You may need to provide this option to keep network fuzzing more deterministic. For example, when you fuzz a FTP server you need to clear all the files/folders created in the previous fuzzing iteration in the shared folder because if you do not do so, the server will not be able to create a file if it exists. It means that the FTP server will work differently when it receives the same sequence of requests from the client, which is AFLNet in this fuzzing setup. So basically the script should include commands to clean the environment affecting the behaviors of the server and give the server a clean environment to start.
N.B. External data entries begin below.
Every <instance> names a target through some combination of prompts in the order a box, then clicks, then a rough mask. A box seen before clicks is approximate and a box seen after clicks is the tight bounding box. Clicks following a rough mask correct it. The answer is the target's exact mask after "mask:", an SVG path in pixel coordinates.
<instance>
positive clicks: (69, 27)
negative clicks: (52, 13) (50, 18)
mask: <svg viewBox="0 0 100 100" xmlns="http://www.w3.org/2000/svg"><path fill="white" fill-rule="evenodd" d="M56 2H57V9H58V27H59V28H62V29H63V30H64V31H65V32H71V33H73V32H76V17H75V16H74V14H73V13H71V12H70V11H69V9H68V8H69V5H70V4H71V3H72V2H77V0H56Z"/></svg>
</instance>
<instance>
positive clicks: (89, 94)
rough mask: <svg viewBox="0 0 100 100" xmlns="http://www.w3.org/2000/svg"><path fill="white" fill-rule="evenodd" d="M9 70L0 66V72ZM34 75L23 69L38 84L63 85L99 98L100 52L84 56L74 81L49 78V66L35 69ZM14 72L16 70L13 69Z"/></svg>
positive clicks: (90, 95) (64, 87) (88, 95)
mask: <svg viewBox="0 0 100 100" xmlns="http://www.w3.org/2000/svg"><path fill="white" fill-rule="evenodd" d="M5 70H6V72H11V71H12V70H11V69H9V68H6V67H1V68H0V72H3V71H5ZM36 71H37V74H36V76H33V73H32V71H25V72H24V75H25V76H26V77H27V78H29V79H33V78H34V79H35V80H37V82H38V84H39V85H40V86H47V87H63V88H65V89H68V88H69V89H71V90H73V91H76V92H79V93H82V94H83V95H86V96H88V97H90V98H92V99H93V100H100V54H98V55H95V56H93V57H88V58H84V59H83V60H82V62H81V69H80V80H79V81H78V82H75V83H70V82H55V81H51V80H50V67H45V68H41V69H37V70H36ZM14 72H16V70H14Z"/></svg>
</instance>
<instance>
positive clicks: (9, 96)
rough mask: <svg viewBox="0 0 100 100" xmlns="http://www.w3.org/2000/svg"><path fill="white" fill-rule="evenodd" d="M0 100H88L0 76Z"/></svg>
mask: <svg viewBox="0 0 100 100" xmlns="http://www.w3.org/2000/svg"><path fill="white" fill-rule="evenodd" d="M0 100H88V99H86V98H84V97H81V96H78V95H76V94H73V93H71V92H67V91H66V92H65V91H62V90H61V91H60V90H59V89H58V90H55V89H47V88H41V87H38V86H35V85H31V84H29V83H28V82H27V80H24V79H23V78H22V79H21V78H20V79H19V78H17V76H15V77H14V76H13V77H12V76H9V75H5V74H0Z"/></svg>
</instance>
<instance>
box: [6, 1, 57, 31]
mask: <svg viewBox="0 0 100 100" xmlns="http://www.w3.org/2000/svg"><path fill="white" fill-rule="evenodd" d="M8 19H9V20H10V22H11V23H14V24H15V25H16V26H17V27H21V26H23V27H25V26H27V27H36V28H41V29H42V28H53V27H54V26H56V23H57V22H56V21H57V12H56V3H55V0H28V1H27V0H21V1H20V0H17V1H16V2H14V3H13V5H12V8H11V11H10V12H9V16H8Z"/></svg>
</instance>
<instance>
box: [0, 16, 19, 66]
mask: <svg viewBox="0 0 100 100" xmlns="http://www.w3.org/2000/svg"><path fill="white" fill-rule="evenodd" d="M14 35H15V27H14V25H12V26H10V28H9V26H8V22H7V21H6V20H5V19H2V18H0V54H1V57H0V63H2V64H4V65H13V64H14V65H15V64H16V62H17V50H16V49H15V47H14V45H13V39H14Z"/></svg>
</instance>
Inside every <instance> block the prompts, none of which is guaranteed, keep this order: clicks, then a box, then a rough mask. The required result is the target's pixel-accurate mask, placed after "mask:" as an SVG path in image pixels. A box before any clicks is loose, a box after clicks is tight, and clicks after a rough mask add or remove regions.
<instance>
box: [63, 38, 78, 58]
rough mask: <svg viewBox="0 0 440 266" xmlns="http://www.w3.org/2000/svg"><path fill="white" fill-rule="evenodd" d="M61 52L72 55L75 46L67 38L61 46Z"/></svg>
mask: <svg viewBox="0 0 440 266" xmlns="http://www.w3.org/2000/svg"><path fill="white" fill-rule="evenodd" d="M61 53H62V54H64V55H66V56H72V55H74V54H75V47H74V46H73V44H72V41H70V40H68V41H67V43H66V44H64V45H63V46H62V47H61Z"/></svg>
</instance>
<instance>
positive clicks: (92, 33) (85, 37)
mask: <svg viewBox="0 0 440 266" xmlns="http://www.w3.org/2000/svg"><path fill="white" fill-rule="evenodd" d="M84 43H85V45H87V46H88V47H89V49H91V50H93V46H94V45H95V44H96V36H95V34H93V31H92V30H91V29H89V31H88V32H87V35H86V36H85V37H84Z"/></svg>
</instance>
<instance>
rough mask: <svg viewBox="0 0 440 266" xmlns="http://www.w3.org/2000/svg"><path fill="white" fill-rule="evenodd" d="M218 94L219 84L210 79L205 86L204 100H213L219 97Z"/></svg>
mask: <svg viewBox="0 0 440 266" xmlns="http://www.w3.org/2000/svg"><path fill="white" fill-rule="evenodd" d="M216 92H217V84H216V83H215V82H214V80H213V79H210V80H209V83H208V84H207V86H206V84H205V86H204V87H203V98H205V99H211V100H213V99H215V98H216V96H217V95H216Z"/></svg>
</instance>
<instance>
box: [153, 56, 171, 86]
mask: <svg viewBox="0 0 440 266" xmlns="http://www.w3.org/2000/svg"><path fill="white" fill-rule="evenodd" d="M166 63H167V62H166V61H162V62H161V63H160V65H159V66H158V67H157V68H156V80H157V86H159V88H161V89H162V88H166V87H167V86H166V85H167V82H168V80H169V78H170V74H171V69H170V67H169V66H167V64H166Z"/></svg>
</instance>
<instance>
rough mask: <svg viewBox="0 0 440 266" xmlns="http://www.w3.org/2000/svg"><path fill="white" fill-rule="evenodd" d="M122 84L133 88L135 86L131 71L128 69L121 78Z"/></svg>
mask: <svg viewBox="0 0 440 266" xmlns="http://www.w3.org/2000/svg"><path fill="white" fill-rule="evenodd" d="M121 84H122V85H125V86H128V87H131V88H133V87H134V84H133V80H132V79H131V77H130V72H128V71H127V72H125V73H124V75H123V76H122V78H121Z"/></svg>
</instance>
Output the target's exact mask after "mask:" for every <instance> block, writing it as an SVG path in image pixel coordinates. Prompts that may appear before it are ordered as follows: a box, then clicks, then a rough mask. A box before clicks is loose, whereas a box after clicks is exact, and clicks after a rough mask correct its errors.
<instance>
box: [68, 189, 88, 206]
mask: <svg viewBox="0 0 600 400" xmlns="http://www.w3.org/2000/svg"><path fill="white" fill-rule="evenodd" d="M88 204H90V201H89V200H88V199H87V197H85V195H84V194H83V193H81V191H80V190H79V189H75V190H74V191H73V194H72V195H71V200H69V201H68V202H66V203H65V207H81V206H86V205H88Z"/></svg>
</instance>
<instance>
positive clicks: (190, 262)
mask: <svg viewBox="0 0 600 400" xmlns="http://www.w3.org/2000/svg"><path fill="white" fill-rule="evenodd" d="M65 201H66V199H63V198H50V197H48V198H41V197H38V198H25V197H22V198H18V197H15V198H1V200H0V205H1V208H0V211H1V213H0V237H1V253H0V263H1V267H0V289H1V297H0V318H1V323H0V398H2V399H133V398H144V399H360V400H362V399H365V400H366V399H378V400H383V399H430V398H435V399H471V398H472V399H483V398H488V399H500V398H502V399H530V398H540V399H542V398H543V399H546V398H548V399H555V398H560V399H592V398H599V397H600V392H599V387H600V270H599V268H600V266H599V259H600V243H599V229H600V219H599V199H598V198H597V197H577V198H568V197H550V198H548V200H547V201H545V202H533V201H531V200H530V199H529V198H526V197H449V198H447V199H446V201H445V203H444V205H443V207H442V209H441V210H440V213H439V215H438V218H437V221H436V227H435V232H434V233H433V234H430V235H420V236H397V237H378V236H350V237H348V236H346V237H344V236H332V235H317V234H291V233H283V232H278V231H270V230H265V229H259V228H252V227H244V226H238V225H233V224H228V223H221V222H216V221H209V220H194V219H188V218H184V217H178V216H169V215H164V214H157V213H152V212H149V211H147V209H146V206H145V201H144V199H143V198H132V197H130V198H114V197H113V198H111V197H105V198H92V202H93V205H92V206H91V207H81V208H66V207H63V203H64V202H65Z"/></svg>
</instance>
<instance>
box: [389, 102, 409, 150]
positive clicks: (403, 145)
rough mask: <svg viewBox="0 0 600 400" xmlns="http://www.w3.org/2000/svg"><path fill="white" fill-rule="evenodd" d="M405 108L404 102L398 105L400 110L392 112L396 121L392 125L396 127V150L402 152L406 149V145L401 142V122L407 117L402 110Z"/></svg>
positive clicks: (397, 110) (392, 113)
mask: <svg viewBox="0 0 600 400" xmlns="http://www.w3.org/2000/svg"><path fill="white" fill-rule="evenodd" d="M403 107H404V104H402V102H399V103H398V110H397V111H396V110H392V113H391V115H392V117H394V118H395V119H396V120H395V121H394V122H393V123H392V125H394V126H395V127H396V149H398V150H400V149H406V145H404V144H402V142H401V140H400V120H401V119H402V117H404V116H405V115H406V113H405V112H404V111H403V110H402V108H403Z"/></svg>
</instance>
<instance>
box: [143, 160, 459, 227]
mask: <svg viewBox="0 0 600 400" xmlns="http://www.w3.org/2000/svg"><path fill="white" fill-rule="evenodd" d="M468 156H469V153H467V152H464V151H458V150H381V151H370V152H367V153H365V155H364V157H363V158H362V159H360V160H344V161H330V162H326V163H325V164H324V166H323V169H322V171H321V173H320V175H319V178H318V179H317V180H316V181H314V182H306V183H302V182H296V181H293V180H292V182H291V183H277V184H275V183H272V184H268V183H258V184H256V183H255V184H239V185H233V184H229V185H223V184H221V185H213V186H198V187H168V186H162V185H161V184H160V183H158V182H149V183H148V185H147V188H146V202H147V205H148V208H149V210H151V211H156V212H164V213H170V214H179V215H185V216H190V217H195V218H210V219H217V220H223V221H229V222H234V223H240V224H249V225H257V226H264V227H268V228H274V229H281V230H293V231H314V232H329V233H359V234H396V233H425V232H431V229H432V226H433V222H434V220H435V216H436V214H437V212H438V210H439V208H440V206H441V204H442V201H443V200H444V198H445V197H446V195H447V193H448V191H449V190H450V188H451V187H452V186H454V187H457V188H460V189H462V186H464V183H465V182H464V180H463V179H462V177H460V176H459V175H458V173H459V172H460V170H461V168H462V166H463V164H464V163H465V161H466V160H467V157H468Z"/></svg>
Unlike stateless programs (e.g., image processing libraries like LibPNG), several stateful servers (e.g., the RTSP server in the above tutorial) do not terminate themselves after consuming all requests from the client, which is AFLNet in this fuzzing setup. So AFLNet needs to gracefully terminate the server by sending the SIGTERM signal (when -K is specified). Otherwise, AFLNet will detect normal server executions as hangs. However, the issue is that if AFLNet sends SIGTERM signal too early, say right after all request messages have been sent to the server, the server may be forced to terminate when it is still doing some tasks which may lead to server crashes (e.g., false negatives -- the server crashes are missed). The false-negative reduction mode is designed to handle such situations. However, it could slow down the fuzzing process leading to slower execution speed.